Et une fois sur le divan, une fois passée la première peur: est ce qu'il faut enlever ses chaussures...j'ai vraiment commencé à parler de manière bcp plus spontanée. Après un an et demi, j'arrive à tout dire, sans peur. enfin tout ce qui me passe par la tête. Elle aurait eu de quoi me mettre plusieurs fois dehors mais je n'ai pas encore réussi à la faire craquer...et pourtant je le cherche bien...Smile
mais apparement elle est bien accrochée.
Mais sur le divan, plus besoin de soutenir son regard, que d'ailleurs je fuis souvent même quand je lui dis au revoir. J'ai du mal à la voir en tant qu'être humain, physiquement présente je veux dire, car en séance, tout se passe dans ma tête maintenant.Et une de mes plus grande hantise est de la croiser un jour en dehors de son cabinet .
Il m'est arrivé une fois ou deux quand c'était trop difficile de repasser en face à face mais je ne suis pas à l'aise...
Le divan m'a aussi fait "régresser" au sens psychanalytique du terme j'ai revécu et revis encore des énormes angoisses en lien avec ce que j'ai vécu étant enfant. Et là je suis contente d'y aller 3 fois par semaine, parce que c'est difficile à vivre. Enfin voilà c'est mon vécu du divan.

Et puis ça me fait du bien de me remémorer par là où je suis passée, parce qu'en parlant avec mon analyste de cette décision d'arrêter, mardi, j'ai avoué que ce serait baisser les bras. En fait je ne m'imagine pas vivre sans y aller. Pour moi actuellement ce serait renoncer à avancer et comme me l'a dit mon analyste je risque de me sentir très seule.
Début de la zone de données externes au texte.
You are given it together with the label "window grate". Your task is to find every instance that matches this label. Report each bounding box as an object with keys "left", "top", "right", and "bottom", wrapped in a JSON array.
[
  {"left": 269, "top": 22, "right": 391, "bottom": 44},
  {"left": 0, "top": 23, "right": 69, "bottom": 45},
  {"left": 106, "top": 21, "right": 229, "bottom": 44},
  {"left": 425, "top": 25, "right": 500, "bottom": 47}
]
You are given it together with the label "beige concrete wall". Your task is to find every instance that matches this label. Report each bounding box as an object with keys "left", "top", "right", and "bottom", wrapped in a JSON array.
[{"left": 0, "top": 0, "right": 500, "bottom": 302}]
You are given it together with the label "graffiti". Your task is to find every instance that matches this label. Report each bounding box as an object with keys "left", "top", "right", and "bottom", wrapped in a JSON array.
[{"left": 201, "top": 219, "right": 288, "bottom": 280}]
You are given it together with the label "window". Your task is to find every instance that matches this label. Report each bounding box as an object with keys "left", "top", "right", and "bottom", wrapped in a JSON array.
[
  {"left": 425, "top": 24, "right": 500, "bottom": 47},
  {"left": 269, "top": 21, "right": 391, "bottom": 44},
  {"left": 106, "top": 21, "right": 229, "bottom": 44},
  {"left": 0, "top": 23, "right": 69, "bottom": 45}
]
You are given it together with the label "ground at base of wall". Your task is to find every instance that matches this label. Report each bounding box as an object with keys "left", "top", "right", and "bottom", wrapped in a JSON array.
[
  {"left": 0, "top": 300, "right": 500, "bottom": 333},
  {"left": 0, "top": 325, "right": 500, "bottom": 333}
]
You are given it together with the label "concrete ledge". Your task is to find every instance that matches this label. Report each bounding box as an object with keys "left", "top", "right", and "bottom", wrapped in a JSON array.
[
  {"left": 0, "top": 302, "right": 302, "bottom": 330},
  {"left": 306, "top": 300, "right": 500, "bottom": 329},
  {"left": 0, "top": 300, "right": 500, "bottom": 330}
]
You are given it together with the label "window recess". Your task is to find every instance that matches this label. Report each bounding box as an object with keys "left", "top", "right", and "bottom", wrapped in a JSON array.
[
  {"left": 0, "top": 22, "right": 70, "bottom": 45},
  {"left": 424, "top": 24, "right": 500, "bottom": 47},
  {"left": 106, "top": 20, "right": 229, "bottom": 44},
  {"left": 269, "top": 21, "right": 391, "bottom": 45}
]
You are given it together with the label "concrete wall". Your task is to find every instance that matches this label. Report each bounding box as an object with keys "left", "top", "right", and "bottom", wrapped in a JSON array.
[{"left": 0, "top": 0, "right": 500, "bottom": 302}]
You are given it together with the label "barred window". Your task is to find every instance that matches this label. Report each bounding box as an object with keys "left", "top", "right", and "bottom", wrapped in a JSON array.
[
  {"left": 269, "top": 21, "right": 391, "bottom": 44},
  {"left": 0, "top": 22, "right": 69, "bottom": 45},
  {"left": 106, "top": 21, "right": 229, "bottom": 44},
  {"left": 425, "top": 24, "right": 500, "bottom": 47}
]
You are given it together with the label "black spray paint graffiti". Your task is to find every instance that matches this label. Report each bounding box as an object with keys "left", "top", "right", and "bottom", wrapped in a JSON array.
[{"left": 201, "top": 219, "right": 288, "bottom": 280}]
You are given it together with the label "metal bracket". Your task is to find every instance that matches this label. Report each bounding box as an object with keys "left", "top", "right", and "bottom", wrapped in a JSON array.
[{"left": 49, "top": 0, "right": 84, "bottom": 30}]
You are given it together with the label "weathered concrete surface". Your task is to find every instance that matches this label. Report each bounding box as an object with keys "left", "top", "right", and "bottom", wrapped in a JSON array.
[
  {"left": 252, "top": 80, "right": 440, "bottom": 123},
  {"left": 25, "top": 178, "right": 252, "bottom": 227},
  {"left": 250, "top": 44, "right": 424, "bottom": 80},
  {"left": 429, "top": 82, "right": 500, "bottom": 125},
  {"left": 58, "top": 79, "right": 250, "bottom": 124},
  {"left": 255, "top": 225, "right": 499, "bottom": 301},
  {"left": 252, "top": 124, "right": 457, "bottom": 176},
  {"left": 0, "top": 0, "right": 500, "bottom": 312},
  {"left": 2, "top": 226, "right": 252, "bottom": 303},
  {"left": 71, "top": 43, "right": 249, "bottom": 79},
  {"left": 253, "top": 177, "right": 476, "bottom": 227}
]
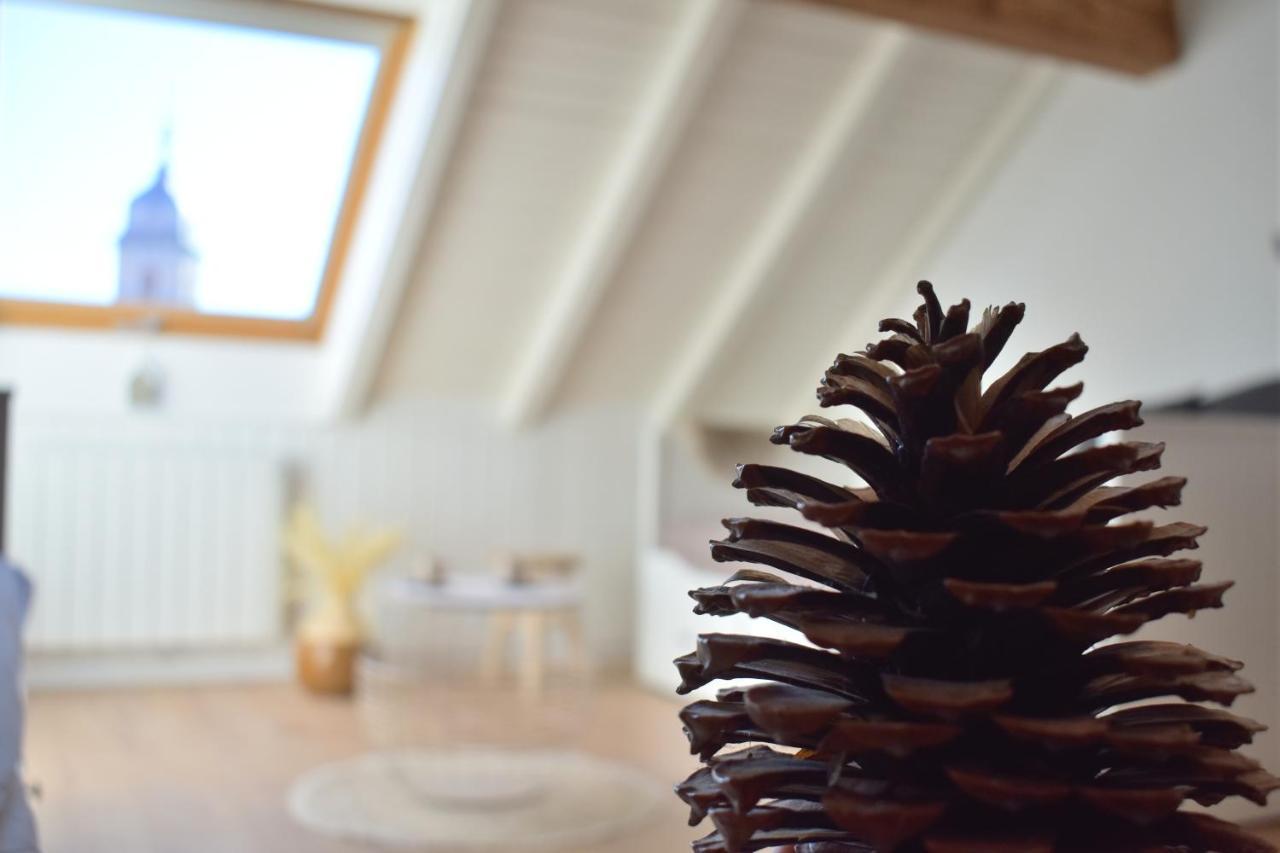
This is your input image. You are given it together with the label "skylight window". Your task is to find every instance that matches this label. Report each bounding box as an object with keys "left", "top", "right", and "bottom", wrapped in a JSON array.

Passser de trois sénces par semaine à 0. ce n'est pas mon genre habituellement de baisser les bras mais j'ai l'impression en ce moment de m'épuiser à lutter.
Lutter contre l'aide qu'elle pourrait m'apporter et lutter contre moi même aussi.
Je me dis qu'il faut peut être que je lâche mais j'ai peur de tomber dans qqch de très dépressif, ce qui m'est déjà arrivé...

Je ne sais pas quelle décision prendre même si au fond de moi je sais que j'aimerais dépasser cette période.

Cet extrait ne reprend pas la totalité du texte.